“Take that news home to your mother as a Christmas present, Joe,” said Mr. Rogers.

Then he turned to Tom. “And you, Tom, gave the present of health to Joe. How do you like giving instead of receiving?”

“Giving? Giving nothing!” Tom exclaimed. “Don’t you make any mistake. I received more pleasure seeing old Joey get fat and strong than I’ll ever give anybody!”

“That’s what I like to hear a scout say,” Mr. Rogers smiled, putting an arm over each boy’s shoulder, and hanging his weight on them, to feel how sturdy they were. Neither flinched an inch, but stood up like hickory posts.

Joe’s Christmas present from Tom—the mysterious bundle he bought in Chicago—was a developing tank and all the chemicals. Joe also received from Lucy Elkins, on Christmas day, a beautiful enlargement of a view of Gunsight Lake and Mount Jackson, to hang in his room. For the next few days he and Tom toiled over the tank, developing their endless rolls of film, and then, when these were printed, they gave an exhibition at the scout house.

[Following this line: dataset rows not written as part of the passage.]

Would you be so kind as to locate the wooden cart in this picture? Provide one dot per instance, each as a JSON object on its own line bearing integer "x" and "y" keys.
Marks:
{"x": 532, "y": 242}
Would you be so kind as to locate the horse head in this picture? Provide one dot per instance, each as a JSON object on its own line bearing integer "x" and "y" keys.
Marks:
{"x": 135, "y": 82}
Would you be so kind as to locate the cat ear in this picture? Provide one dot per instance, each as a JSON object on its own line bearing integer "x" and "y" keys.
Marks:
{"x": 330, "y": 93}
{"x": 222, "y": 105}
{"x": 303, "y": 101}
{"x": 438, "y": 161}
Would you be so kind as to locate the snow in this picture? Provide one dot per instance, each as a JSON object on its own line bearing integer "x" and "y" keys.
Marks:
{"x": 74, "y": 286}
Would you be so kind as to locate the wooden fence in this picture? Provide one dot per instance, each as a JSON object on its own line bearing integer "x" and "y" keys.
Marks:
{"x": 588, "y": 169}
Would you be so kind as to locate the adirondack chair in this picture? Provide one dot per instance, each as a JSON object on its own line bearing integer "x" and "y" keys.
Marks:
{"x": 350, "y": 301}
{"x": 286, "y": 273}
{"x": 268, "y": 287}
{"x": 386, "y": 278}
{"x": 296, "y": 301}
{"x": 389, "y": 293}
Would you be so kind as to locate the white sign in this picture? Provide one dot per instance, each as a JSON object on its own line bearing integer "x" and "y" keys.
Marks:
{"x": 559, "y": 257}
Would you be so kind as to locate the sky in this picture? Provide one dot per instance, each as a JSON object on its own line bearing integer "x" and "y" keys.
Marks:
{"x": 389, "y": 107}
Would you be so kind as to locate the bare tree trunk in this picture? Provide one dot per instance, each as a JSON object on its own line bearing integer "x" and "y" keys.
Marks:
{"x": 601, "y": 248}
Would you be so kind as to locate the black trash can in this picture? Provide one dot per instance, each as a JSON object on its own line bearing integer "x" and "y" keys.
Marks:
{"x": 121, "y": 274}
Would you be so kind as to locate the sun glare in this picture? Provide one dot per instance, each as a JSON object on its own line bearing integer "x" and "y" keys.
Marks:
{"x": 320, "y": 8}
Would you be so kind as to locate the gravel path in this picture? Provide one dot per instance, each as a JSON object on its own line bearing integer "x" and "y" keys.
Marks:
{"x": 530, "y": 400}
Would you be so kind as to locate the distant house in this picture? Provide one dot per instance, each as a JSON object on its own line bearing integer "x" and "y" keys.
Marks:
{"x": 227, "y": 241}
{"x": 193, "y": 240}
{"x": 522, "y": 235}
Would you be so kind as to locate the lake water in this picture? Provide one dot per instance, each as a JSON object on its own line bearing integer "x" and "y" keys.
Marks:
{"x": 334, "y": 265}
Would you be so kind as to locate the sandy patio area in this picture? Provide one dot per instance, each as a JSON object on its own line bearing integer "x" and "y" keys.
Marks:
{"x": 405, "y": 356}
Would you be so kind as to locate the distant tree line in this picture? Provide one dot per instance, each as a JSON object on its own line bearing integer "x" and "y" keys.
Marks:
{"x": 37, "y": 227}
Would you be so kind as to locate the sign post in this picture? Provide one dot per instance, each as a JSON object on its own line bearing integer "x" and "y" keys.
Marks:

But it was several days before they went into the woods.

“Gee, it’s too much like a prairie ’round here,” Tom said, casting a contemplative glance at their eighteen-hundred-foot mountain.

Finally, however, just before school commenced, they put on snow-shoes, and tramped over a mean little eight inches of snow to the top of their highest hill, out on a ledge above the trees. Southmead lay below them, with all its roofs and steeples gathered in the snowy fields like a herd of cattle. The woods were still.

“It’s not the Rockies,” said Tom, “but it’s pretty nice at that, and we’ll get out the old rope on this baby cliff in the spring.”

“It’s home,” said Joe, “and I’m well again, and can go to school, and help mother, and study for the forestry service with you, and—and—oh, Spider, you’re the best friend a fellow ever had!”